La notte scorsa i militanti di CasaPound Latina hanno attaccato un grande striscione davanti alla sede di Karibu. Il testo “Per una moda che ti veste ce n’è una che ti spoglia” è ripreso da un testo del cantautore Massimo Morsello e – come si legge nella nota inviata dalla stessa CasaPound – in questo caso “si fa chiaramente riferimento alla nuova iniziativa Fashion di una delle cooperative più coinvolte nell’affare dei richiedenti asilo”.

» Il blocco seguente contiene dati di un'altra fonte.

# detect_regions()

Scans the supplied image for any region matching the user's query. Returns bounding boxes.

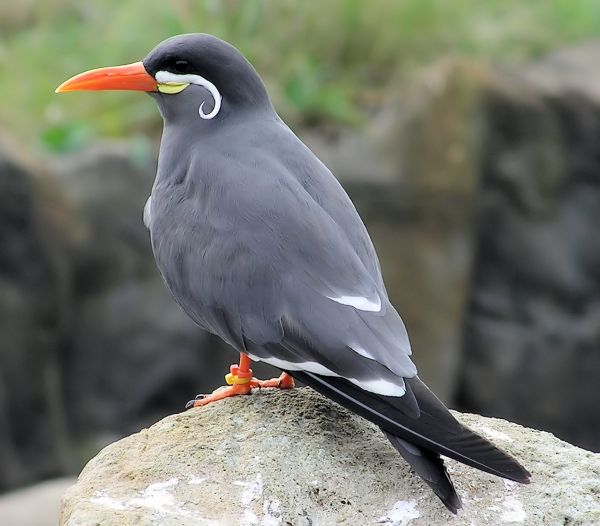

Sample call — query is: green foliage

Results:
[0,0,600,151]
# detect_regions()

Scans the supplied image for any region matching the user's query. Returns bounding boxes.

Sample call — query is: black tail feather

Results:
[384,431,462,514]
[290,371,530,490]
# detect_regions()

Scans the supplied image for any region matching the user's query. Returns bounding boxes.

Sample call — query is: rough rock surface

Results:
[457,43,600,451]
[61,388,600,526]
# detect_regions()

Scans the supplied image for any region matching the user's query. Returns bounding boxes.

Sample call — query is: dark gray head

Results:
[142,33,272,125]
[56,33,274,127]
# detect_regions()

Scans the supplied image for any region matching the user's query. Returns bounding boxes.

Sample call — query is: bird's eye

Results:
[173,60,190,73]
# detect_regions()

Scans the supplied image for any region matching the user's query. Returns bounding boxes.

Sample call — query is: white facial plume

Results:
[154,71,222,120]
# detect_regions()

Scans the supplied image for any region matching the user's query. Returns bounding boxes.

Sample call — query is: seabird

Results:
[56,33,530,513]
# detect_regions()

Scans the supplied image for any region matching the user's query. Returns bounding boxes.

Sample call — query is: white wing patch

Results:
[154,71,223,120]
[346,378,406,396]
[248,354,339,376]
[327,294,381,312]
[348,345,375,360]
[143,196,152,229]
[248,354,406,396]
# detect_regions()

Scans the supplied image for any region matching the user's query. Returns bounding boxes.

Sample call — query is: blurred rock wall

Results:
[0,46,600,491]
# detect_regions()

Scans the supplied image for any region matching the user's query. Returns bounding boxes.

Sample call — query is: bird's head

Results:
[56,33,271,121]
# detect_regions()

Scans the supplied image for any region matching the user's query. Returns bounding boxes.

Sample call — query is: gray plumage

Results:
[137,34,528,511]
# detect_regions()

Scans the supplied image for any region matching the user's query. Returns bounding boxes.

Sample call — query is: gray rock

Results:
[0,145,70,492]
[61,389,600,526]
[458,45,600,451]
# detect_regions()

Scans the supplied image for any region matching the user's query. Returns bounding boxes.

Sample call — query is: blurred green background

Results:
[0,0,600,526]
[0,0,600,152]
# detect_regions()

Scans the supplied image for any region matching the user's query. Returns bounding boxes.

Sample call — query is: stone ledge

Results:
[61,388,600,526]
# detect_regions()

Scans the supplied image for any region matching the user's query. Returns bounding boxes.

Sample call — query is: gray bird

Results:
[57,34,530,513]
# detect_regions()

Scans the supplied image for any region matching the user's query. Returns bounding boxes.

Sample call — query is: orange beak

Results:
[56,62,158,93]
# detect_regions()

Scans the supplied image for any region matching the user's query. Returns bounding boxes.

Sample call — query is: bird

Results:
[56,33,530,513]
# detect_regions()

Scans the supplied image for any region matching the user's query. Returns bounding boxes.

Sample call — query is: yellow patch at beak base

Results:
[158,82,189,95]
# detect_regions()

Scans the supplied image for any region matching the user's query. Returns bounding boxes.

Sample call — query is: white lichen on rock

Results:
[61,389,600,526]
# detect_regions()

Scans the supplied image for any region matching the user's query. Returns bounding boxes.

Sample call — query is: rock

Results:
[458,44,600,451]
[60,388,600,526]
[0,478,75,526]
[0,144,70,492]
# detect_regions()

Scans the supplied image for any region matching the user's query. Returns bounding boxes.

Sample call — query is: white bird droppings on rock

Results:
[502,497,527,522]
[61,388,600,526]
[377,500,421,526]
[472,424,513,442]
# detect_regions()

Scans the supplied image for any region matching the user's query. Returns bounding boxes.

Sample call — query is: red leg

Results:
[250,373,295,389]
[186,353,294,408]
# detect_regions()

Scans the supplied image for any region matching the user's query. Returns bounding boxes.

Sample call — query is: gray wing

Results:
[151,135,416,396]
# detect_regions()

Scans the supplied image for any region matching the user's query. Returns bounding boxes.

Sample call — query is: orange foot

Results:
[185,353,294,409]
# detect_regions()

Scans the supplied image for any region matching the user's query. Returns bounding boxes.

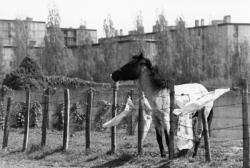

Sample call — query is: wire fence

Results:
[1,82,250,165]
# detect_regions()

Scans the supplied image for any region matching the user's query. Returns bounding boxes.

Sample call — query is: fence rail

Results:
[1,80,250,168]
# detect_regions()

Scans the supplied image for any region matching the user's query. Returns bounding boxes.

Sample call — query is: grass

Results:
[0,129,242,168]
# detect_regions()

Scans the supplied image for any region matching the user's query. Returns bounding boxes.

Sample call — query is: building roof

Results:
[0,19,46,24]
[60,27,97,31]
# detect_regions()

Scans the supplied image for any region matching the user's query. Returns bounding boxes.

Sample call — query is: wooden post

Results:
[169,80,175,160]
[138,96,143,155]
[41,89,49,146]
[111,82,118,153]
[242,79,249,168]
[2,97,11,149]
[85,88,94,154]
[23,88,30,151]
[63,89,70,151]
[201,107,211,162]
[128,89,135,135]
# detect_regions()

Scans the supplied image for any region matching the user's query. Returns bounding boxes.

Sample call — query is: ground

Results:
[0,129,243,168]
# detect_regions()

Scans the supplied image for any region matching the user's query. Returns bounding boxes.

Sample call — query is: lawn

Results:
[0,129,242,168]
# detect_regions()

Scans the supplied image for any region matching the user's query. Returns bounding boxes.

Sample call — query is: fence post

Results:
[111,82,118,153]
[241,79,249,168]
[41,88,49,146]
[2,97,11,149]
[23,88,30,151]
[63,89,70,151]
[85,88,94,154]
[169,80,175,160]
[138,93,143,155]
[201,107,211,162]
[128,89,135,135]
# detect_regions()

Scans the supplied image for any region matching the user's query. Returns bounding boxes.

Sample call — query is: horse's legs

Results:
[192,138,201,157]
[164,129,169,149]
[155,127,166,157]
[207,108,214,136]
[193,108,205,157]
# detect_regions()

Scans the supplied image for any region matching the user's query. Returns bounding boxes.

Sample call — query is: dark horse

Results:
[111,53,213,157]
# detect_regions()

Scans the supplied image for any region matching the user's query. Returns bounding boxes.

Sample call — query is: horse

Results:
[111,53,213,157]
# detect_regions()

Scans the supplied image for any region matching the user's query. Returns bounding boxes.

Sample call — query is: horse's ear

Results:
[139,52,144,59]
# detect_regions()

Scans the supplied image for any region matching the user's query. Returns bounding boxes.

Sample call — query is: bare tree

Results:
[12,19,30,68]
[103,14,115,38]
[41,7,75,75]
[155,13,174,78]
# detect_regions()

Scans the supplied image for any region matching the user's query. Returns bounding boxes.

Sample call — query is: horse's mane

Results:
[146,60,169,89]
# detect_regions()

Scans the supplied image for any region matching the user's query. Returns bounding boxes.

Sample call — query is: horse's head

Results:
[111,53,153,82]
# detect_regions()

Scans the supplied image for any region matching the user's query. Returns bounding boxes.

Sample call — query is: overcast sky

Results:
[0,0,250,37]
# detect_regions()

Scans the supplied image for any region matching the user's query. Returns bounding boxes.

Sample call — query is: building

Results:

La sezione di CasaPound Latina ha sottolineato attraverso un comunicato come: “Siamo ancora una volta lo specchio della vostra cattiva coscienza, di fronte ad iniziative del genere, sponsorizzate su facebook da foto piene di marche costose utilizzate dalla presidente e da riferimenti culturali vuoti siamo ad attaccare questa cooperativa che riesce in un colpo solo a coniugare il più spregevole consumismo con un business di finta solidarietà. Il dubbio che questo consumismo sia figlio dell’enorme introito di denaro che deriva dall’affare dell’accoglienza dei richiedenti asilo è forte, quasi una certezza”.

Non si è fatta attendere la risposta dell’amministrazione comunale di Latina, che ha voluto esprimere la propria solidarietà alla presidente della cooperativa, a tutti gli operatori e agli ospiti dei centri di accoglienza gestiti da Karibu ribadendo il proprio sostegno alle diverse iniziative che si stanno avviando sul territorio per l’inclusione sociale, di cui il marchio di abbigliamento e accessori “K” è solo un esempio.

«Queste manifestazioni di intolleranza – chiosa l’Assessora alle Politiche di Welfare Patrizia Ciccarellialimentano solo un clima di odio che oltre ad essere ingiusto è altamente dannoso perché rende più difficile il lavoro di chi è impegnato tutti i giorni a fronteggiare un problema complesso quale è quello degli effetti sui nostri territori dei flussi migratori, affrontati con politiche nazionali ed europee non sempre adeguate. Come Amministrazione continueremo ad essere accanto a questi operatori e a supportare il loro lavoro in quanto riteniamo che solo insieme si possa fare in modo che la paura non prevalga sul sentimento di accoglienza e solidarietà insito nella maggioranza dei cittadini e delle cittadine di Latina».